In a statement yesterday, the JUTC said that the 280 workers represent "approximately eight per cent of the company's workforce of 3,300". But yesterday, JUTC workers remained in the dark as to who among them would lose their jobs.
The reasons for the job cuts, the company said, were discussed at length with the employees and their unions -- the Union of Clerical, Administrative and Supervisory Employees (UCASE), and the University & Allied Workers Union (UAWU) -- since November last year.
The redundancies come after a study, completed last summer by the consulting firm KPMG, found that between its formation in July 1998 and February last year, the JUTC lost $2.63 billion and that it had a negative net worth of $1.3 billion.
The company was "technically insolvent", the report found.
In fact, the bus company estimates that it loses approximately $4 million monthly from both illegal operators who ply the bus routes and operating inefficiencies.
Earlier this month it emerged that a team of Swiss consultants who recently conducted an audit into the operations of the JUTC has recommended a 90 per cent increase in bus fares as one of the measures to help move the ailing company into a position of profitability.
According to the consultants, $200 million can be raised in the first six months from its recommended fare increase.
However, the fare increase recommendation has already been rejected by the unions.
"We cannot, every time an institution runs into difficulty, run to the public asking for more money without knowing if the money will be managed properly," the UAWU's Clifton Grant said earlier this month. "We have to see that we are providing a service that they are willing to pay for and feel comfortable with."
Yesterday, the company said that more job cuts are expected to be carried out through March 31.
In addition to bus drivers, conductors and administrative workers, the redundancies have included a vice-president and 39 managers in recent months, leaving 81 managers.

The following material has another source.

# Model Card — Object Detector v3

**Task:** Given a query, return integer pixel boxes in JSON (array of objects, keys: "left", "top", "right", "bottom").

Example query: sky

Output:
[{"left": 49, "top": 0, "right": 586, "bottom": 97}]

Yesterday, union leaders and management held 11th-hour talks over who will leave and over what kinds of benefits the company will provide them.
Danny Roberts, vice-president of UCASE, said late yesterday that over the past four weeks, discussions on who stays or departs have focused on issues of job performance, length of service, and age.
"Since 8:30 am, we have been in discussions to finalise the list," said Roberts. His union represents 54 workers.
The UAWU represents bus drivers and conductors.
Roberts said one of the issues the UCASE was finalising yesterday was what severance benefits the workers being sent home would receive.
"We are making a special appeal to the Ministry of Transport, and if necessary to the prime minister, to provide a special redundancy package for the workers at JUTC," Roberts said.
Roberts said the union is seeking up to six weeks' severance pay, or six weeks' notice, for departing employees.
Jamaica's unemployment rate is running about 16 per cent.